Short Student Talks

11/6/18

Speaker 1: Nialah Wilson, Cornell University

Title: Design, Coordination, and Validation of Controllers for Decision Making and Planning in Large-Scale Distributed Systems

Abstract: A good swarm will be comprised of cheap, simple robots and run on efficient algorithms, making it scalable with regards to both cost, computation, and maintenance. Previous work has been done to control large-scale distributed systems with centralized or decentralized control, but none examine what happens when modules are allowed to decide when to switch between control schemes, or explore the optimality and guarantees that can still be made in a hybrid control system. I propose using two robotic platforms, a flexible modular robot, and a team of micro blimps, to study decision making and task-oriented behaviors in large-scale distributed systems by creating new hybrid control algorithms for an extended subsumption architecture.

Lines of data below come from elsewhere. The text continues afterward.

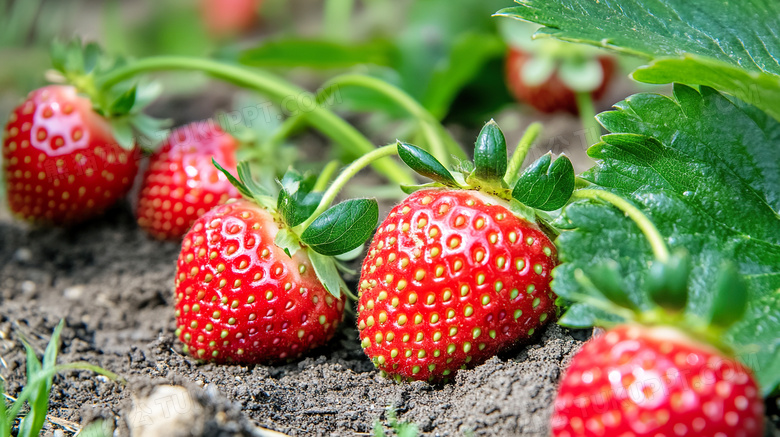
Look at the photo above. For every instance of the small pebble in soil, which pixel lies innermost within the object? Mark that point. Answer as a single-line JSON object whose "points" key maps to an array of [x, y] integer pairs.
{"points": [[28, 287], [73, 293], [23, 255]]}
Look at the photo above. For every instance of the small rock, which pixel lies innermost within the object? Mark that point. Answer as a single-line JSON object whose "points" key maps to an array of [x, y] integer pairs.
{"points": [[73, 293], [23, 255], [169, 411], [28, 287]]}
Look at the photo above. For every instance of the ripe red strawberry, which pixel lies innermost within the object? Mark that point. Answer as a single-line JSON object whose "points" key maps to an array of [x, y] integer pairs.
{"points": [[455, 274], [181, 183], [552, 94], [256, 281], [62, 162], [227, 18], [451, 278], [241, 298], [643, 381]]}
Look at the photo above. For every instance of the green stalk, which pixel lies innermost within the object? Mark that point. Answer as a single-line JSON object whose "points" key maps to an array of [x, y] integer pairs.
{"points": [[336, 19], [431, 128], [647, 227], [326, 175], [518, 156], [351, 170], [349, 139], [588, 115]]}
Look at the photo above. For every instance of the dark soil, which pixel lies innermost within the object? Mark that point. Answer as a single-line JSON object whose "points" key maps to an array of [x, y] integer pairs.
{"points": [[112, 285]]}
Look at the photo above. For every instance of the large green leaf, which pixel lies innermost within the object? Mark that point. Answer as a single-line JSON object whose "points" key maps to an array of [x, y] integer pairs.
{"points": [[343, 227], [728, 45], [703, 169]]}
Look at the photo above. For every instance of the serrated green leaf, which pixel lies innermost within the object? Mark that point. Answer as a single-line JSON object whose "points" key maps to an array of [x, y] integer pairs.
{"points": [[425, 164], [730, 299], [244, 170], [287, 241], [327, 273], [342, 227], [545, 186], [296, 203], [409, 189], [757, 336], [124, 103], [709, 182], [490, 160], [702, 42], [470, 52], [294, 52]]}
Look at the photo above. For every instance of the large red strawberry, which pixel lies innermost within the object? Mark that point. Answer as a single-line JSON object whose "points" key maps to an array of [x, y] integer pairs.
{"points": [[240, 298], [62, 162], [662, 372], [454, 274], [229, 18], [255, 281], [181, 183], [650, 381], [544, 88]]}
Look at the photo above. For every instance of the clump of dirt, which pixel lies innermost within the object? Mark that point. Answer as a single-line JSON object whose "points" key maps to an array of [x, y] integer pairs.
{"points": [[112, 285]]}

Speaker 2: Wil Thomason, Cornell University

Title: A Flexible Sampling-Based Approach to Integrated Task and Motion Planning

Abstract: Integrated Task and Motion Planning (TAMP) seeks to combine tools from symbolic (task) planning and geometric (motion) planning to efficiently solve geometrically constrained long-horizon planning problems. In this talk, I will present some of my work in progress on a new approach to solving the TAMP problem based on a real-valued “unsatisfaction” semantics for interpreting symbolic formulae. This semantics permits us to directly sample in regions where the preconditions for symbolic actions are satisfied. In conjunction with arbitrary task-level heuristics, this enables us to use off-the-shelf sampling based motion planning to efficiently solve TAMP problems.

Speaker 3: Ji Chen, Cornell University

Title: Verifiable Control of Robotic Swarms from High-level Specifications

Abstract: Designing controllers automatically for robotic swarm systems to guarantee safety, correctness, scalability and flexibility in achieving high-level tasks remains a challenging problem. In this talk, I will present a control scheme that takes in specifications for high-level tasks and outputs continuous controllers which result in the desired collective behaviors. In particular, I will discuss the properties that swarm must have in the continuous level to ensure the correctness of mapping from symbolic plans to real-world execution. In addition, I will also compare the centralized and decentralized approaches in terms of time efficiency, failure resilience, and computation complexity.